Busy is a word that really doesn’t do justice to the life of Sarah Ruzicka, concert master for the Central Oregon Symphony, full-time music teacher, wife and mother of three. Wonder woman is more like it.
Sarah Ruzicka (rhymes with musica) was born in Canada, and raised in Salem, where her life of music began. She speculates that at some young age her choice of violin was influenced by her grandmother, a violinist and concert master for a Canadian
Symphony Orchestra.
As early as playing in the fourth grade orchestra Sarah began to realize the joy that comes from getting better and better. It wasn’t long before she knew that her future would be driven by violin and music. Through high school she played in the Portland Youth Philharmonic Orchestra and the Salem Orchestra. Feeling not quite ready for college, Sarah enrolled at Mt. Hood Community College for two years of music pre-requisites that help prepare students for more advanced degrees from four year colleges. Then ready and wanting a bit of a change from the Pacific Northwest, Sarah and her boyfriend (to be husband) decided to pursue music education at the University of Miami, where she graduated with a Bachelors of Arts in Music Education. While focusing on becoming a music teacher, Sarah kept her violin practice up by playing in pit-orchestras for pop concerts, fashion shows, ballet performances, even video games…wherever a violin was needed.

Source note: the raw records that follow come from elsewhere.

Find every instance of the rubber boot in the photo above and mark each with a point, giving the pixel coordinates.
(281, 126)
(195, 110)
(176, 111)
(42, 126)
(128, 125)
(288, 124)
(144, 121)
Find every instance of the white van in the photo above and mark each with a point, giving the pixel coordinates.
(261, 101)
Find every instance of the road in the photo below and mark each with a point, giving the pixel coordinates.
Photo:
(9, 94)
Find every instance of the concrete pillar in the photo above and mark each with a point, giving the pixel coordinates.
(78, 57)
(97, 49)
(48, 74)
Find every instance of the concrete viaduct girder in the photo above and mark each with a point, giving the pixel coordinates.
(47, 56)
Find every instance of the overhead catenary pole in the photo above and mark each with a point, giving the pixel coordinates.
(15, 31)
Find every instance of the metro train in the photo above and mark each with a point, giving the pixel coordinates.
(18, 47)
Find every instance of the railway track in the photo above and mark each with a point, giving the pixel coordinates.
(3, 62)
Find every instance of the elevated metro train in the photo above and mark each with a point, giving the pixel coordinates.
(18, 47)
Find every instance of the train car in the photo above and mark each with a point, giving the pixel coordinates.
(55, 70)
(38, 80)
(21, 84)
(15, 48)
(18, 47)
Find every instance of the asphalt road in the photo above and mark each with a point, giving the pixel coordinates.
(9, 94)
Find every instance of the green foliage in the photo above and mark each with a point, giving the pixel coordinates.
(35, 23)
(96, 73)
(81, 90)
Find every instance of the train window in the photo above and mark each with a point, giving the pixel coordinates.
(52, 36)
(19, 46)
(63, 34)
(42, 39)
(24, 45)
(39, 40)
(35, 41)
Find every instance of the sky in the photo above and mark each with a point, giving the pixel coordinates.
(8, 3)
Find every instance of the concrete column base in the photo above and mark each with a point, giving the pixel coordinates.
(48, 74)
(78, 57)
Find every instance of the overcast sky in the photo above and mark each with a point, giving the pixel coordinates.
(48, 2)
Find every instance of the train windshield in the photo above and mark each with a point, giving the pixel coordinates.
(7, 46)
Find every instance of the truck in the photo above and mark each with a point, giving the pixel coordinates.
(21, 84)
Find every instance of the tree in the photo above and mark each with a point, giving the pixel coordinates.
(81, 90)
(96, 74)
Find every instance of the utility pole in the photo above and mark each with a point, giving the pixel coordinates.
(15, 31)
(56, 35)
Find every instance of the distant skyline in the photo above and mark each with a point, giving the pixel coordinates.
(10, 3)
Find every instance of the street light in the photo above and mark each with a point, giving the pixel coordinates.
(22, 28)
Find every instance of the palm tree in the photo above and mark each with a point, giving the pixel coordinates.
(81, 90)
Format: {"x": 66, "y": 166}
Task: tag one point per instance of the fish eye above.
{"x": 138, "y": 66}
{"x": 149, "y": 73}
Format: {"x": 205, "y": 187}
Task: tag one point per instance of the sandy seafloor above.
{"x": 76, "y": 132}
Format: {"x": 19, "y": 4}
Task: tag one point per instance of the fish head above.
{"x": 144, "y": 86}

After graduation Sarah and her bass-playing husband returned to Salem and then Bend. Fast forward to today where Sarah teaches at High Lakes Elementary School. That can be 11 classes a day, plus two levels of orchestra. Then there’s the two, four and six year olds waiting for her at home. And let’s not forget the symphony, where she takes her job as concert master and section chair very seriously. “The symphony provides me with the musical outlet of my years of learning.” As concert master, Sarah tunes and readies the orchestra. As section leader, she collaborates with other section leaders and with conductor Michael Gesme on stylistic and articulation decisions within the music.
Focusing on the orchestra as a whole, rather than just her performance, makes her, in her own words, “More active in rehearsals and keeps up my expected level of professionalism. It is the collective outcome of my years of learning.”
And how fortunate for Central Oregon to have this wonder woman of music bringing those years of learning to our youth and to our symphony.